In the pre-internet days, a company wanting to share information with its shareholders and customers would engage an agency to create a brochure, featuring lots of lovely images and text about what great work was being done. Then everyone got computers in their offices and the same agencies were forced to get the brochure online. Most early company websites in the mid 1990s were little more than a poor attempt by a print agency to reproduce the brochure experience online.

Agencies quickly found a solution to get around the large number of teething troubles in the web. Young web technology meant that beautiful print brochure layouts just couldn’t be achieved using HTML and the basic CSS available at the time, so agencies and their clients turned, frustrated, to the logical alternative: the digital Portable Document Format. (Known to all these days through the acronym “PDF”). A PDF could be easily created using Quark Express – the layout tool of choice – and offered as a download on the company website. Done and dusted.

However, the same problems apply to using PDFs today as have always applied: the file size of a high-quality PDF is often considerable; reading a PDF requires a browser plugin; PDFs don’t adapt themselves to the screen being used by the viewer. Anyone who has tried to read an instruction manual in PDF format on an iPad or iPhone will know just how illegible and awful the experience is.

Back in 2009, I worked within the Crossmedia team at Burson-Marsteller to try and bring the press release methodology into the 21st century. Instead of sending emails out containing PDFs of a press release, we conceived a workflow whereby the press release was created using a content management system – in this case WordPress – and published online. The email would then simply contain a title and summary for the press release, with a link to the online version. That meant that each press release could be simply prepared in the CMS with no recourse to a print designer or agency, proof-read by anyone with access to the draft version, and then published instantly with the click of a button. A simple subscription service could then fire out automated emails to subscribed email addresses to let them know of the new release.

The benefits of this workflow were that the email was very small and legible in a text-only email programme (on many mobile phones of the day), that the press release could easily be bookmarked for future reference, that it would be picked up quickly by search engines, and that readers of the press release could be assessed by a page analytics tool. Critically, the press release could also be found by anyone, not just those who received it by email, and then shared on social media channels.

Seven years later, there are still thousands of companies all over the world who create press releases, case studies and documentation using a layout tool designed for print material: InDesign. Because porting the layout over to a CMS will involve a cost, many agencies and their clients continue to create PDFs and send them via email… or worse, offer them as digital downloads on their websites. (The fact that the cost of transition to a web-based solution is a one-off investment, massively less expensive than creating PDF after PDF through an agency, seems to go unnoticed.)

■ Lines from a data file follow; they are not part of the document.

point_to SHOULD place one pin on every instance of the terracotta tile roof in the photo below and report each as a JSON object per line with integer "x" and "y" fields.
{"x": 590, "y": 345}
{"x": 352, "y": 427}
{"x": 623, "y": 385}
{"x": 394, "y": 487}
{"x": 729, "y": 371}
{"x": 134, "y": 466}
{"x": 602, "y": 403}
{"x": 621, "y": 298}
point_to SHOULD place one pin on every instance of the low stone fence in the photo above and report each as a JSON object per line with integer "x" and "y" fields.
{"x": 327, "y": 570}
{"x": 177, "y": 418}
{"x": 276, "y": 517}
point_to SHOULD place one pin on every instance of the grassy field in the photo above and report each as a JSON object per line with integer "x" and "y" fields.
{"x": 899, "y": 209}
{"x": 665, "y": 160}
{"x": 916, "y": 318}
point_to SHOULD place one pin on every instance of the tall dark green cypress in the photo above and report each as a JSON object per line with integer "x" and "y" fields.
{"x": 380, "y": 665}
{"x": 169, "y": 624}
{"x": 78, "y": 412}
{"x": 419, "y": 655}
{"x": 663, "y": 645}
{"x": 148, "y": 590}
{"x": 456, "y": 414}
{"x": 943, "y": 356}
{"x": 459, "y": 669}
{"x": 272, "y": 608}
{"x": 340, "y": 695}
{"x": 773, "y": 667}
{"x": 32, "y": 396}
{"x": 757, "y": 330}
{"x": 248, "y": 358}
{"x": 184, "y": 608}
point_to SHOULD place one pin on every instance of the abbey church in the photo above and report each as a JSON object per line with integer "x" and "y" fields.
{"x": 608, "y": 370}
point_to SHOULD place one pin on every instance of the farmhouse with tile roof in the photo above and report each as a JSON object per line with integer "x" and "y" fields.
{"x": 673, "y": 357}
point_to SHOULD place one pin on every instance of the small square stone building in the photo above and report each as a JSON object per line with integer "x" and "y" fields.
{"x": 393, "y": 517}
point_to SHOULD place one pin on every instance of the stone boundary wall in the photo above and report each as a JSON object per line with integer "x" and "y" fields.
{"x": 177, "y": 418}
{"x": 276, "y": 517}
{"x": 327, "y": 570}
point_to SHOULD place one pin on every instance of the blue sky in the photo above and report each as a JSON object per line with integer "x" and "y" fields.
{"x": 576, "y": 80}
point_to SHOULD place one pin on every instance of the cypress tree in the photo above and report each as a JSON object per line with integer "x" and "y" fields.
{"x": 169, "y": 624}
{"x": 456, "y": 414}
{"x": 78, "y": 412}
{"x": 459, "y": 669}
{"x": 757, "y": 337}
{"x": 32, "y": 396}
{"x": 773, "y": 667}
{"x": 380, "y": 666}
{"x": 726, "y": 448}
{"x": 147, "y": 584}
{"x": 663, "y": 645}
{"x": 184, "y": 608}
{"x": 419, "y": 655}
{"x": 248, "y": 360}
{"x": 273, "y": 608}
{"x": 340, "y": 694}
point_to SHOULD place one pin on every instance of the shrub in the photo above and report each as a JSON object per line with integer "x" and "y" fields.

Although a huge Swiss organisation relaunched a great new website last year, they are still offering web service documentation online in PDF format, instead of putting the content directly on a web page. (I’ll name no names, as I don’t want to criticise the organisation directly.) Their site forces the user to download the PDF, instead of opening it directly in the web browser, thereby forcing the reader to open it in a separate programme. A hugely inefficient process for all concerned, which could so easily be brought into the 21st century.

Whether a company anchored in the business of traditional printed media can make steps away from this traditional process is uncertain. The organisation at hand shows many positive signs of modernity, so I’m sure that the process will be reviewed after the new version of their site has been online for a while.

The only reason I can see for sticking to outdated workflows like this is that the agencies or departments responsible for creating this content are unwilling to change the procedures which have been in place for so many years. Each PDF means work – and often an invoice – for the layout, type setting and media production at the agency. The same content could easily be created by a site editor after a moderately simple training session, then published directly and shared on a multitude of media channels within minutes. Using adaptive design principles also means that the content can be read perfectly well – and quickly – on a wide variety of devices. Technology for brand new solutions like Facebook Instant Articles are also simple to implement, ensuring the widest possible reach for the content. Try getting that with a downloadable PDF.

A crux of the matter is based on an age-old problem, which doesn’t just apply to the web industry. Bringing publishing processes up-to-date and making them efficient saves a lot of money. Publishing via a website with the right solution is much less costly than hanging on to old print-media processes. But streamlining the process will mean that the same business goals can be achieved with much less work, which in turn will mean that some people may lose their jobs. So it’s a toss-up between streamlining costs and cutting out “dead wood” processes, or keeping people in employment. A tricky call for the people in charge, for sure.